2 Gij hebt hen geplant, ook hebben zij wortel geschoten; zij wassen, ook zetten zij vrucht. Nabij zijt Gij in hun mond, maar ver van hun binnenste.
3 Gij, o Here, kent mij toch, Gij ziet mij en toetst mijn gezindheid jegens U. Ruk hen weg als slachtschapen en wijd hen voor de dag der slachting.
4 Hoelang moet het land kwijnen en het gewas van het gehele veld verdorren? Om de boosheid van hen die er wonen, is vee en gevogelte verdwenen, want zij zeggen: Hij zal ons einde niet zien.
5 Als gij met voetgangers loopt, maken zij u moede; hoe zult gij dan een wedloop beginnen met paarden?
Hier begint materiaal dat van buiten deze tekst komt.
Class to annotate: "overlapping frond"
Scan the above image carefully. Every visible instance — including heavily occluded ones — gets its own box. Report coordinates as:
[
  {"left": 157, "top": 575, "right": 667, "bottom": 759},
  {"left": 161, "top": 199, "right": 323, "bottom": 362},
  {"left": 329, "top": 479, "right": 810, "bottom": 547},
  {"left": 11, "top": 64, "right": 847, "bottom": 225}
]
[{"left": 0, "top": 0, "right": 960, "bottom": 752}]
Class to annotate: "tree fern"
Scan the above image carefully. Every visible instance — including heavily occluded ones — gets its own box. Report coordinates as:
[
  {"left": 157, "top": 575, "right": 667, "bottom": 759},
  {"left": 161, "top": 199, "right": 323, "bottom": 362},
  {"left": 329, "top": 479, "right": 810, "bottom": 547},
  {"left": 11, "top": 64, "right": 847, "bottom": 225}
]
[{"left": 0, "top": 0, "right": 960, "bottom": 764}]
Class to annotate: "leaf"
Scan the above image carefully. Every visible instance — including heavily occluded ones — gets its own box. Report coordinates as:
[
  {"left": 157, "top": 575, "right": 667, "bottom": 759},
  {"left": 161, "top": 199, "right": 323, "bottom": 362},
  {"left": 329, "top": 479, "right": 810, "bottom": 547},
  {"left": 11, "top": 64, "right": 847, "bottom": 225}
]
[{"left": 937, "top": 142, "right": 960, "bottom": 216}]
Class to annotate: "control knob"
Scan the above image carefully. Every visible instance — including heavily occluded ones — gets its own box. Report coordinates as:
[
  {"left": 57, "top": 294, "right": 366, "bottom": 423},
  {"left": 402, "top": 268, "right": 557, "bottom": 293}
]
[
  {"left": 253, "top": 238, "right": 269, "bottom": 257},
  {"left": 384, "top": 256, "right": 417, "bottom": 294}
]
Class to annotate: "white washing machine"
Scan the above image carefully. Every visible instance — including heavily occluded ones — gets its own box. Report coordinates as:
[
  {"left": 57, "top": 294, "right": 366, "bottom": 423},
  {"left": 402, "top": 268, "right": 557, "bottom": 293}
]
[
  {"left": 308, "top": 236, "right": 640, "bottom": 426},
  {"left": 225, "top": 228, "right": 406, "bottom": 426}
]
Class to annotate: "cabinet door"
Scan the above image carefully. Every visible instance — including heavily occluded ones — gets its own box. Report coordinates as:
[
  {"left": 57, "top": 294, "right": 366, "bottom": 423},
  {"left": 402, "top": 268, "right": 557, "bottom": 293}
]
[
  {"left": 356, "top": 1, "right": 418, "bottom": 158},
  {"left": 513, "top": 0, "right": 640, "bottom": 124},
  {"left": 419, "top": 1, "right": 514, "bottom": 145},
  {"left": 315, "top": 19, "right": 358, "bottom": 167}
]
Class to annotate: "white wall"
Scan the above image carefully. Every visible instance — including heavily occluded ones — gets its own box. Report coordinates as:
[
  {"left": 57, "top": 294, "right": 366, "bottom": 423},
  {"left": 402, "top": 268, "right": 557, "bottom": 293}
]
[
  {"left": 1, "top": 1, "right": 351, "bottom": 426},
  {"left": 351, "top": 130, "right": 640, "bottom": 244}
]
In een vredig land voelt gij u niet veilig; hoe zult gij het dan maken in de pronk van de Jordaan?
6 Want zelfs uw broeders en het huis uws vaders, zelfs zij zijn trouweloos jegens u, zelfs zij roepen u luidkeels na; vertrouw hen niet, wanneer zij vriendelijk tot u spreken.
7 Ik heb mijn huis verlaten, mijn erfdeel verworpen; Ik heb mijn zielsgeliefde gegeven in de greep van haar vijanden.
8 Mijn erfdeel was Mij geworden als een leeuw in het woud, het had tegen Mij gebruld; daarom ben Ik het gaan haten.